The original Waitahanui Lodge (we're staying in the 1950s version) was built in 1932 on 2.5 acres by ex-pat Englishman Fred Fletcher. He and his family worked from dawn until dark in the middle of winter to get the lodge up.
In those days, the trout being caught here often weighed more than 20 pounds.
The old weatherboard lodge consisted of a dining room, kitchen, living room, and sleeping for nine, no electricity or running water, but most certainly a smokehouse to smoke trout and also to cure wild pork and venison.
In the early days there was no limit on the catch and word soon got out. Before long people from around NZ and the world came to stay, including diplomats and English royalty (who, it has been noted, were treated just the same as everyone else). In the 1950s, the lodge was rebuilt into individual units, still spartan by today's standards.
Look at the clarity of this water.
We walked the dreamy river on each of the three mornings we awoke here, occasionally speaking to the fishers, women and men skilled at arcing a line elegantly across the sky. More on the fishing here.
The reserve is just across the street from our small space, where we've awakened to the sound of waves each day.

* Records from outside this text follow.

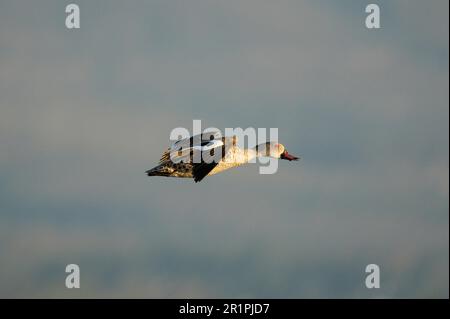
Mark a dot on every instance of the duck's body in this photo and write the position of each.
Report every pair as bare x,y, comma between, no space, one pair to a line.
179,160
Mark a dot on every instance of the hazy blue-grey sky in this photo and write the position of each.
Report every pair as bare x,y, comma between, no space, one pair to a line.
83,114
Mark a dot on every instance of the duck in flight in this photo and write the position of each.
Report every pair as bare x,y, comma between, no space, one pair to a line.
208,154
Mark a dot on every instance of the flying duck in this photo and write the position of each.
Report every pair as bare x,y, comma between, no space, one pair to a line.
208,154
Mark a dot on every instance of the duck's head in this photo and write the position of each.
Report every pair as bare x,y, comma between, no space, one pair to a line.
275,150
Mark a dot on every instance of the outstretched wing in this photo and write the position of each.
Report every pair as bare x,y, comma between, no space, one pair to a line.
204,151
185,150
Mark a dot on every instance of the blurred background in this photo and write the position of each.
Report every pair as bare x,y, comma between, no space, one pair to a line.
84,113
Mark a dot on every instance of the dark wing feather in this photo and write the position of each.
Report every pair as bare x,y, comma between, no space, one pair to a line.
200,170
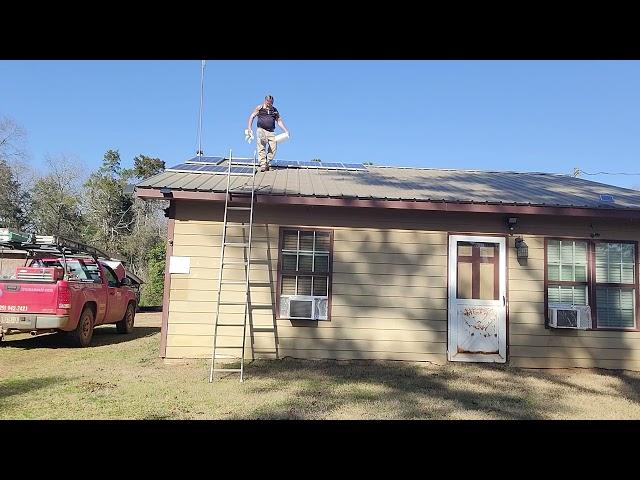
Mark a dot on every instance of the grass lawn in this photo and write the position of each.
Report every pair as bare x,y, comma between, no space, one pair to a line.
121,377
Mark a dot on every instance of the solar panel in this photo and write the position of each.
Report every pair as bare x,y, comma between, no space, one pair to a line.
285,163
214,169
185,167
207,160
358,166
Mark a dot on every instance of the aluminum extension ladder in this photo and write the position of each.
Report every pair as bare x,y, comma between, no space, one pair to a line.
246,262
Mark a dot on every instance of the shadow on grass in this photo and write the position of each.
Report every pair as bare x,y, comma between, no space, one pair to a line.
318,389
102,335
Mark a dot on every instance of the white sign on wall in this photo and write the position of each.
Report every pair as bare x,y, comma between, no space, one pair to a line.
179,264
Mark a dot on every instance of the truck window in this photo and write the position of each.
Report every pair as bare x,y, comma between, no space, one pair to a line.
112,279
77,270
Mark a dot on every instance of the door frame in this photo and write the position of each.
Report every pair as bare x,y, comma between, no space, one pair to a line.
503,329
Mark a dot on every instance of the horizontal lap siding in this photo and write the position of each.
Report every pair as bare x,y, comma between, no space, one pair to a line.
389,288
533,345
389,296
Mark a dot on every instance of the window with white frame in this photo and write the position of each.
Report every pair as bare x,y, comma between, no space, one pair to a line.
304,274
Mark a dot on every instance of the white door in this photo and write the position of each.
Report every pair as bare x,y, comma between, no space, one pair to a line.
477,299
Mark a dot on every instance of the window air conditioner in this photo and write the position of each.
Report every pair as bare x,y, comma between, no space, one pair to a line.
303,307
570,316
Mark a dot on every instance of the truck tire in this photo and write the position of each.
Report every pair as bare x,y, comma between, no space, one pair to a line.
82,335
126,324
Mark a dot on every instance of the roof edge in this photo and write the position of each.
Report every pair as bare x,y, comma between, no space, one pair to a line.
148,193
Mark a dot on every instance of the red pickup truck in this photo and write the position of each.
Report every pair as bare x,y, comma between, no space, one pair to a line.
42,298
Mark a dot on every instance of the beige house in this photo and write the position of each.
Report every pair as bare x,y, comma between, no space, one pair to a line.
532,269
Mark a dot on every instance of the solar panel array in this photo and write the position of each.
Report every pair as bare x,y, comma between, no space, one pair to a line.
219,165
216,169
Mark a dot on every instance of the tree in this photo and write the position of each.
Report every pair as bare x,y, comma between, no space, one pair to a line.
153,290
145,167
13,198
109,207
56,200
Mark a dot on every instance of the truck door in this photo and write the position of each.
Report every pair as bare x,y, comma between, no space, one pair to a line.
115,302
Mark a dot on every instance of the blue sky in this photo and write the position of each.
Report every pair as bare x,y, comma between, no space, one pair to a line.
548,116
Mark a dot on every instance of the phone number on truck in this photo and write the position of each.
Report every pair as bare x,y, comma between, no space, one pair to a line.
13,308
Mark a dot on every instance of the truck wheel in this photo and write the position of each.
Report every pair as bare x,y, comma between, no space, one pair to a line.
82,335
126,324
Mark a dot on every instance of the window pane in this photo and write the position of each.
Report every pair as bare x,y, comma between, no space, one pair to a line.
616,307
566,253
488,251
615,263
580,257
306,241
320,286
580,273
288,285
289,262
322,241
554,272
567,295
566,273
322,263
487,282
304,285
553,252
305,262
290,241
464,279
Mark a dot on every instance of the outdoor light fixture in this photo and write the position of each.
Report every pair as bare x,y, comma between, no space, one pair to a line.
511,223
522,250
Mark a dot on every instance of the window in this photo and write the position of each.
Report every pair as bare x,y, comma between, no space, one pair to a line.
567,268
600,274
304,273
615,284
112,279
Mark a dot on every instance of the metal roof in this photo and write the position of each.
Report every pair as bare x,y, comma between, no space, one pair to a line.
414,184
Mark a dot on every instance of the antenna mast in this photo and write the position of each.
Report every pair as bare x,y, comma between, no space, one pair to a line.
200,152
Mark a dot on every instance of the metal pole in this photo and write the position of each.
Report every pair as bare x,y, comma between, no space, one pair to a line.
200,152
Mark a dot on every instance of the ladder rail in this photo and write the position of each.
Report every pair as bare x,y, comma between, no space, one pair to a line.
247,293
222,251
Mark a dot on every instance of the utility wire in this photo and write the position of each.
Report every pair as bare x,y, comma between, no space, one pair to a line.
577,172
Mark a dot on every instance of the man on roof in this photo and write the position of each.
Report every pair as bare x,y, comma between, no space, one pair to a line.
268,116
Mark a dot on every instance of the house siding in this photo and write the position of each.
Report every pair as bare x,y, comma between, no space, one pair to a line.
389,280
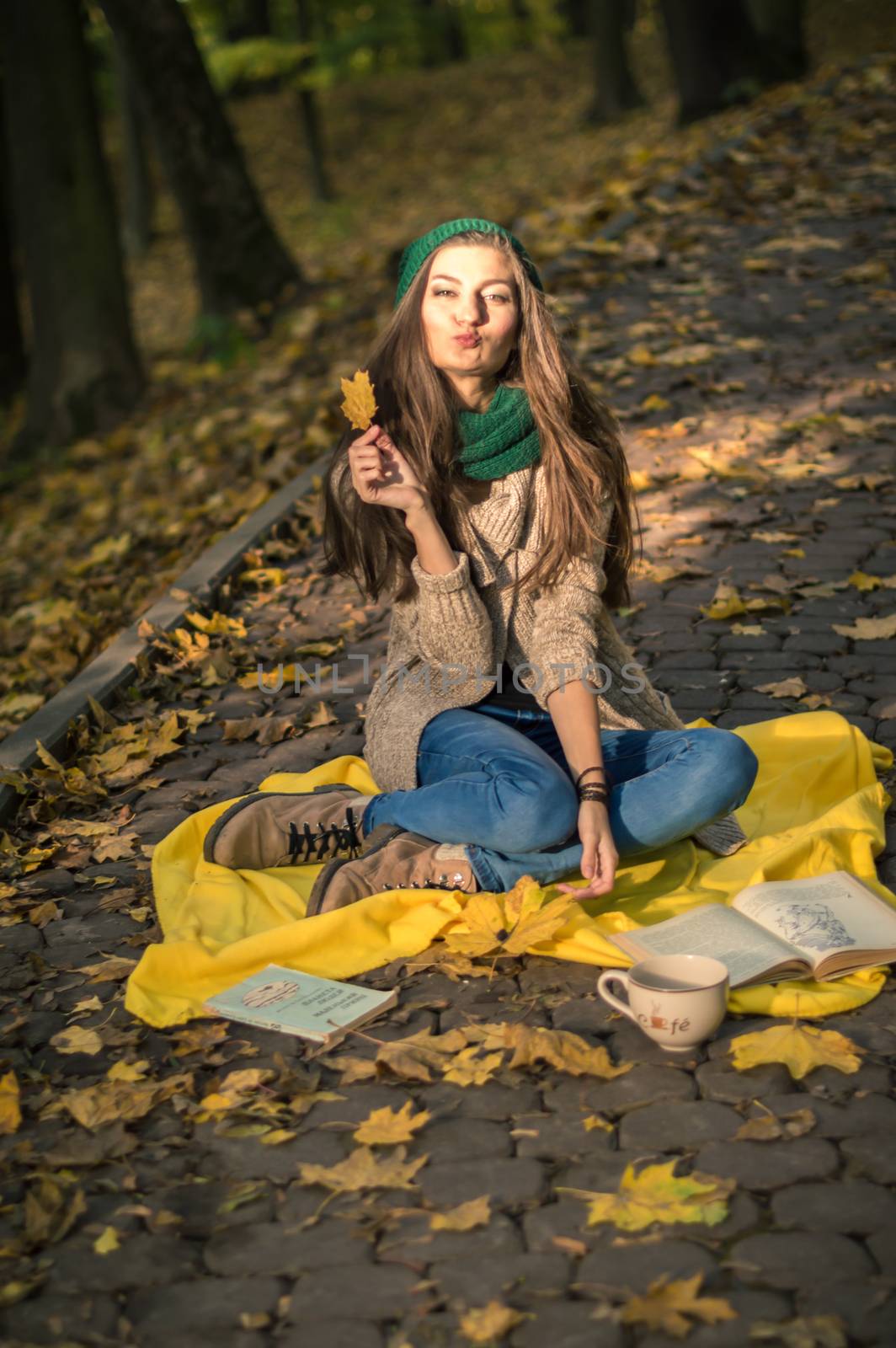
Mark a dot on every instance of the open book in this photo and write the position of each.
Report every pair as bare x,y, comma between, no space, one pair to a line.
821,928
320,1010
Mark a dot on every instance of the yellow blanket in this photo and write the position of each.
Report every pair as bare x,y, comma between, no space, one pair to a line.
817,806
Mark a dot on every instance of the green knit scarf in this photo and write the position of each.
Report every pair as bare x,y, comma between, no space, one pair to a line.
502,440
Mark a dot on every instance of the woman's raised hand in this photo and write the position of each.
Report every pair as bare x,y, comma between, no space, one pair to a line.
381,472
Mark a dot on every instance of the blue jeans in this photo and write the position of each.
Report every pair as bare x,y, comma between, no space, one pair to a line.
496,779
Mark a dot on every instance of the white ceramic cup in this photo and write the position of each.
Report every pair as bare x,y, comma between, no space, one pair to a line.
678,1001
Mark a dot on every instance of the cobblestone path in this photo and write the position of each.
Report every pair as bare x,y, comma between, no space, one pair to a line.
752,316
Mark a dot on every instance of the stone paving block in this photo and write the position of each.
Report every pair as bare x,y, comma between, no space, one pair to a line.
852,1119
792,1260
372,1292
76,1316
465,1139
280,1250
883,1247
413,1240
200,1206
514,1278
141,1260
558,1136
566,1325
357,1102
600,1172
637,1266
751,1307
204,1305
489,1102
677,1126
584,1017
851,1206
725,1084
509,1180
639,1087
246,1158
768,1165
868,1309
871,1154
332,1334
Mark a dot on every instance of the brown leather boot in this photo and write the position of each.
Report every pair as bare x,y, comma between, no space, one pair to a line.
287,828
392,859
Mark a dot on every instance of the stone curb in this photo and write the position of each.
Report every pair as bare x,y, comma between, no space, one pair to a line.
116,664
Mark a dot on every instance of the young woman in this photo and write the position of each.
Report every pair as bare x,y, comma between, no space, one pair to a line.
511,731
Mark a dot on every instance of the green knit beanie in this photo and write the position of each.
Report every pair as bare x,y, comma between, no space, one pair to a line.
419,249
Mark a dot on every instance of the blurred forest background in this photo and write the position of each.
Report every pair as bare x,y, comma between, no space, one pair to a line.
202,211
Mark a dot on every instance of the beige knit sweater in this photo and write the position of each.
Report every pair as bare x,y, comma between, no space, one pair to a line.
448,640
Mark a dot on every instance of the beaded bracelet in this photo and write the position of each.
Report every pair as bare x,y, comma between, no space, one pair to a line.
599,768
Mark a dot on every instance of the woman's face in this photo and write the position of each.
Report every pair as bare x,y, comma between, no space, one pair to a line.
471,310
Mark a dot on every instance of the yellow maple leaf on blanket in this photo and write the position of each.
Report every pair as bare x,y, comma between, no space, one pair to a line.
512,923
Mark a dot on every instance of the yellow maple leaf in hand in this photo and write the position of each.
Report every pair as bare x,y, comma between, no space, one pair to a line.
657,1195
801,1048
360,404
512,923
667,1307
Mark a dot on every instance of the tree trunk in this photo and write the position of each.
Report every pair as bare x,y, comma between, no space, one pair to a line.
13,361
139,200
616,89
85,371
717,56
248,19
442,34
577,15
779,24
239,259
309,112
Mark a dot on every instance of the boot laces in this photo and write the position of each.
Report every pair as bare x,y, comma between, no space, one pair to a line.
327,840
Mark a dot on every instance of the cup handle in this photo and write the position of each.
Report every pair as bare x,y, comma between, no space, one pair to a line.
603,984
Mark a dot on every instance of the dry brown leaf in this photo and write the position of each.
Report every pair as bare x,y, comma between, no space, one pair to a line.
489,1324
653,1195
468,1069
10,1105
77,1040
360,401
363,1169
802,1332
464,1217
384,1127
51,1210
563,1049
869,629
768,1127
673,1307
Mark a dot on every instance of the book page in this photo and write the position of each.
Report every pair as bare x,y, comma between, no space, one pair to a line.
822,914
713,929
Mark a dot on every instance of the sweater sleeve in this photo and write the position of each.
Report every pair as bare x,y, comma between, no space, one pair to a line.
565,624
453,624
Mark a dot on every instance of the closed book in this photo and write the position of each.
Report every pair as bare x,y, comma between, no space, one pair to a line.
320,1010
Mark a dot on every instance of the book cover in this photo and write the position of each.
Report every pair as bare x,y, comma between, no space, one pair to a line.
300,1003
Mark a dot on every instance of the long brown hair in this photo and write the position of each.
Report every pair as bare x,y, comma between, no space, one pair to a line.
579,438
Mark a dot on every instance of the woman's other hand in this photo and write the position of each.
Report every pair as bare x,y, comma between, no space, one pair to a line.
599,853
381,472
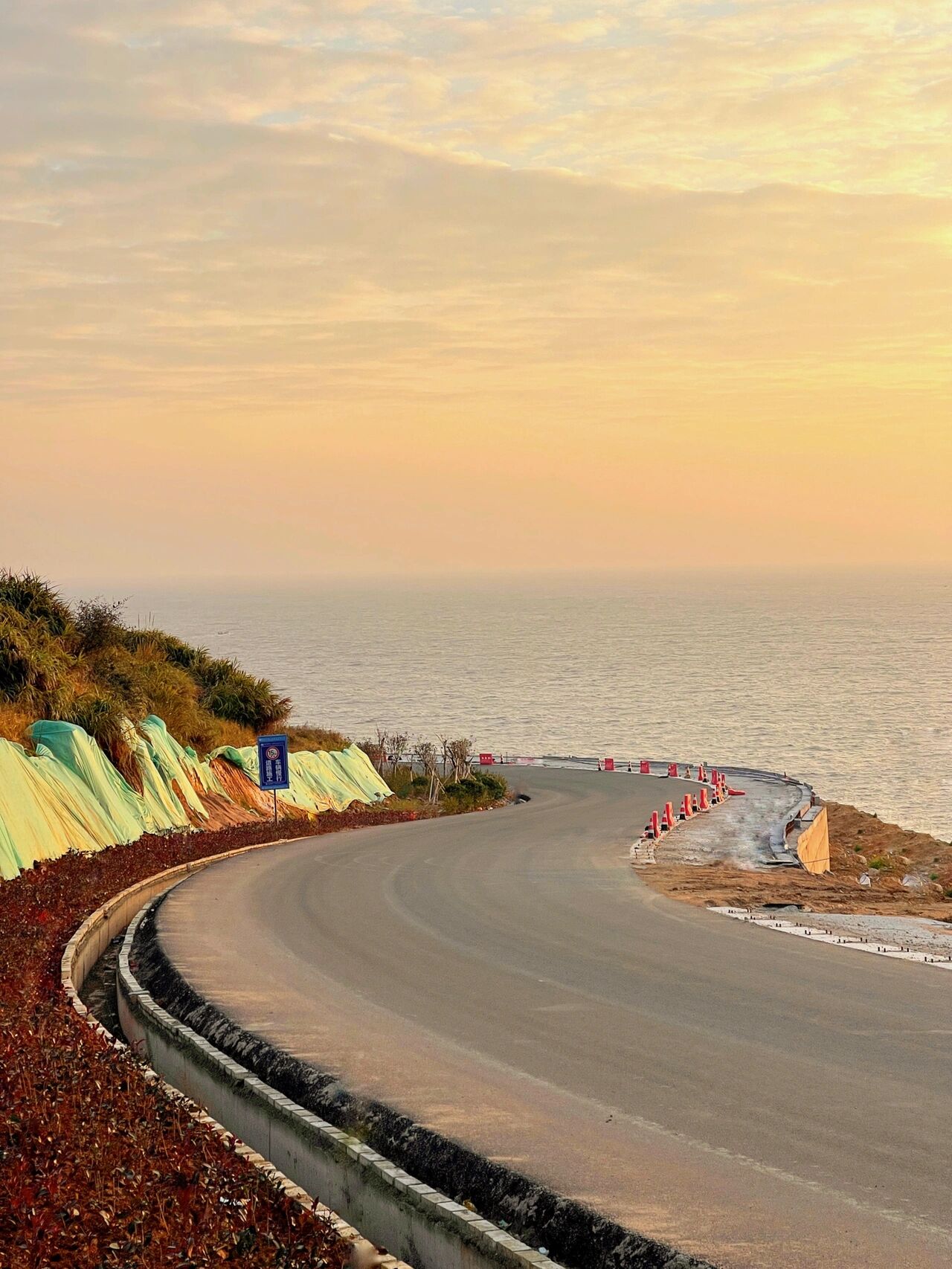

Self-contained accommodation is common here and includes a kitchen and bathroom. I wrangled that oven-top electric range at left until we got meals from it.
Last night Art grilled on the gas grill just outside our door. We wanted burgers.
Here's a curious product, ground coffee in bags, kind of like tea. These came with the room so I tried them and was as underwhelmed with the result as I was in 2019.
It's summer's end and tomatoes are still decent, though not unsprayed. The meat was delectable.